PROS1, the homo sapiens protein S gene, (NCBI:5627) is found on chromosome 3 and is known to exist in two major variants: the transcript variant 1 (NM_001314077.2) has an aligned length of 3,468 bp, the CDS length is 2,127 bp resulting in a 708 aa protein. The transcript variant 2 (NM_000313.4) has an aligned length of 3,372 bp, the CDS length is 2,031 bp resulting in a 676 aa protein. This part is designed from the 2,031 bp coding DNA sequence of the homo sapiens PROS1 gene, purposefully leaving out the 14 introns to streamline transcription and avoid undesired alternative splicing transcripts.

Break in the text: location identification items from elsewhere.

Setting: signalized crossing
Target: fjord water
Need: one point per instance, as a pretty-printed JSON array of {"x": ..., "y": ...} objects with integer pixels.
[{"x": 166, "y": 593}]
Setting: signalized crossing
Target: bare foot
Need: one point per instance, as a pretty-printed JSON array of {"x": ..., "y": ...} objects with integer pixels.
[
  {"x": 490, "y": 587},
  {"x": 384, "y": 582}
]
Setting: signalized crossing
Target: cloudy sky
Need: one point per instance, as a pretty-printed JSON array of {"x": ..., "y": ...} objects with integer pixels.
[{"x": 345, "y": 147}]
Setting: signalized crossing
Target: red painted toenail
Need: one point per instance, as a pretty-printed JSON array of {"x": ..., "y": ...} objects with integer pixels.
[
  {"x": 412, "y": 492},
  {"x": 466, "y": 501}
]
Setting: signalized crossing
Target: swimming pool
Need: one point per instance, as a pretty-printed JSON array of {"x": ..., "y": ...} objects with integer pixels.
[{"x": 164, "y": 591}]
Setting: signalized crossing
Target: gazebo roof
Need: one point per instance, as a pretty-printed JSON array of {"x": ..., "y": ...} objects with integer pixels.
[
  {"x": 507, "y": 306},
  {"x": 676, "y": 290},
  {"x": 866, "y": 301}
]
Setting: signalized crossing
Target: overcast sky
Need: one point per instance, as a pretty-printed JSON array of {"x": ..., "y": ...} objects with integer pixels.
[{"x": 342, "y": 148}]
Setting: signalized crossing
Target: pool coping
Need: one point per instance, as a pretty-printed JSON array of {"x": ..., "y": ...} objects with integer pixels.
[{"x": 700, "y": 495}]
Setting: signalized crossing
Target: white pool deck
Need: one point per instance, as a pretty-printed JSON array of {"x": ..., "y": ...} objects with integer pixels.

This gene sequence is also codon optimized for E. coli

LIC protocol:
For transforming both E coli strains we decided to use the expression vector pET His6 (2Bc-T) [1],which contains ampicillin resistance, an IPTG inducible T7 promoter and a C-terminal 6x His tag downstream of the MCS. For cloning our insert into this vector, we used a similar LIC protocol to generate complementary overhangs on the insert and vector for the annealing reaction.
The vector has a LIC site which is acted upon by the restriction enzyme Hpa1 to linearize the vector. LIC exploits the dual polymerase - exonuclease activity of the T4 polymerase. For this LIC reaction, the insert is treated with just dGTPs and T4 polymerase, which chews back the 3’ ends until it reaches a C. Upon reaching a 3’ C, T4 polymerase gets stalled and switches its action to polymerase as it starts constantly adding dGTP. Similarly, the vector is treated with just dCTPs and T4 polymerase. This treatment step produces DNA constructs with 5’ overhangs that can anneal to one another in the final annealing reaction.

LIC forward primer: BBa_K4235035
LIC reverse primer: BBa_K4235036

Source:

The insert sequence was obtained by synthesis from IDT

References:

  • U.S. National Library of Medicine. (n.d.). PROS1 protein S [homo sapiens (human)] - gene - NCBI. National Center for Biotechnology Information. Retrieved August 2, 2022, from https://www.ncbi.nlm.nih.gov/gene/5627
  • Pilli, V. S., Plautz, W., & Majumder, R. (2016). The Journey of Protein S from an Anticoagulant to a Signaling Molecule. JSM biochemistry and molecular biology, 3(1), 1014.